353 votos: ¿le has externalizado también el cerebro a la IA?
En un evento de emprendimiento en San Francisco, un hombre lucía en el pecho una pequeña cápsula metálica de dos dedos de ancho. Un amigo curioso preguntó qué era; el hombre dijo que era un micrófono, que lo usaba para grabar todo el día y por la noche soltaba el audio a la IA para que lo resumiera y analizara. Animado por la charla, soltó una frase que eriza la piel: “Siento que Claude es más inteligente que yo, su pensamiento crítico es mejor que el mío, así que ahora le delego todo el pensamiento”.
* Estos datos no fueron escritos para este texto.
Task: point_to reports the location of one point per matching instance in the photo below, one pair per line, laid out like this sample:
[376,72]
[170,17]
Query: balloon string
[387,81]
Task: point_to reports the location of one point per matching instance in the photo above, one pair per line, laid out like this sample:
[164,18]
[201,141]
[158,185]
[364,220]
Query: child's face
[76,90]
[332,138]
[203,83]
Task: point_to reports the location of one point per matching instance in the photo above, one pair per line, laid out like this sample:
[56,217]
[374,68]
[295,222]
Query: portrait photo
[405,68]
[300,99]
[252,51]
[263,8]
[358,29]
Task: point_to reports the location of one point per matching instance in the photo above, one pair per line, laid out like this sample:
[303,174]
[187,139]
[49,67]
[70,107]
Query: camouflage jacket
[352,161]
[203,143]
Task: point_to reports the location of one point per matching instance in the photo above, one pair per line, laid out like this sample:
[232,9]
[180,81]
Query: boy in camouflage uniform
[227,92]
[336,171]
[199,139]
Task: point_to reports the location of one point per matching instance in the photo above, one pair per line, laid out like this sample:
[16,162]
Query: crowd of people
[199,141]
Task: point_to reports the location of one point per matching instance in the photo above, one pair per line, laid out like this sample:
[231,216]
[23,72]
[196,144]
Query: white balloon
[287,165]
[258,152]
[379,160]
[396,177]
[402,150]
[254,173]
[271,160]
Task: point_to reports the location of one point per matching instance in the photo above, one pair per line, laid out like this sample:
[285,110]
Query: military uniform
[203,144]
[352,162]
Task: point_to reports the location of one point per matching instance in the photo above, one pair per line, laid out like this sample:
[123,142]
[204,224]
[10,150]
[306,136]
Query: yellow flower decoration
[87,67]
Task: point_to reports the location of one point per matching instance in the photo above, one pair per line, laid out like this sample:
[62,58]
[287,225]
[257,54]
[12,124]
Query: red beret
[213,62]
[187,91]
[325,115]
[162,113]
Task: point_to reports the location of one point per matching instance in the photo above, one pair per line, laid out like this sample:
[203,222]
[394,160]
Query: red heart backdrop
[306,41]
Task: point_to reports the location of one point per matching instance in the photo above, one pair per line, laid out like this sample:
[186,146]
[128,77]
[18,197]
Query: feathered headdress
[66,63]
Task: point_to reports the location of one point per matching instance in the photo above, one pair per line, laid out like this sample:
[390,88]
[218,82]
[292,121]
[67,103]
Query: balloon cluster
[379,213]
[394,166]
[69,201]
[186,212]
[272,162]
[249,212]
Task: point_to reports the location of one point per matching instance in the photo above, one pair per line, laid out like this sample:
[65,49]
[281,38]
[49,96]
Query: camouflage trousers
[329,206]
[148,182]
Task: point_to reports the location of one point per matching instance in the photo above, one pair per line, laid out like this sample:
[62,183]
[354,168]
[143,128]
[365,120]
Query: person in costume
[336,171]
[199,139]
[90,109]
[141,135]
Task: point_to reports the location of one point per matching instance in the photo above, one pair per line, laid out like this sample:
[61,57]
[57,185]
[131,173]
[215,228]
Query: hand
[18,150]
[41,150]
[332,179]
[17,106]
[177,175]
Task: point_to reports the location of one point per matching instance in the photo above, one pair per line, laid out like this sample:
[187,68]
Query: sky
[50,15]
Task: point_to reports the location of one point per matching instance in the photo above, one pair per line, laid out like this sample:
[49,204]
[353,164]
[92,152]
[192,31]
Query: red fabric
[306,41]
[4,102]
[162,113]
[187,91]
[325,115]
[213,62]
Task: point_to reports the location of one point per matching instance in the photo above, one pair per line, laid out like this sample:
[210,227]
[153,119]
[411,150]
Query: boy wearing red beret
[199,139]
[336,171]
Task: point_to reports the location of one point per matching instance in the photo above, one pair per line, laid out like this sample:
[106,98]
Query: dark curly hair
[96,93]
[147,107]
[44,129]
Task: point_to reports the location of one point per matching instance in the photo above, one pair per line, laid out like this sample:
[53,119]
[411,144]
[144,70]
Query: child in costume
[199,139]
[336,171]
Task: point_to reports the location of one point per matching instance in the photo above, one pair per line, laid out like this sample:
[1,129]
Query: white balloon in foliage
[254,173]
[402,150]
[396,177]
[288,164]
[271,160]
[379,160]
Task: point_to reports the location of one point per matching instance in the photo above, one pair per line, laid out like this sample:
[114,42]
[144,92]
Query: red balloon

Esto no es ciencia ficción. Es lo que la investigadora de IA Yennie Jun registró el 14 de julio de 2026 en su artículo “Are we offloading too much of our thinking to AI?”. El texto llegó ese mismo día a la cima de Hacker News —353 votos, 356 comentarios— y se convirtió en el tema más caliente del día. Un comentario muy votado decía: “Si usas la calculadora para sumar, sigues siendo tú. Pero si usas la IA para la mayor parte de tu pensamiento —¿qué te queda?”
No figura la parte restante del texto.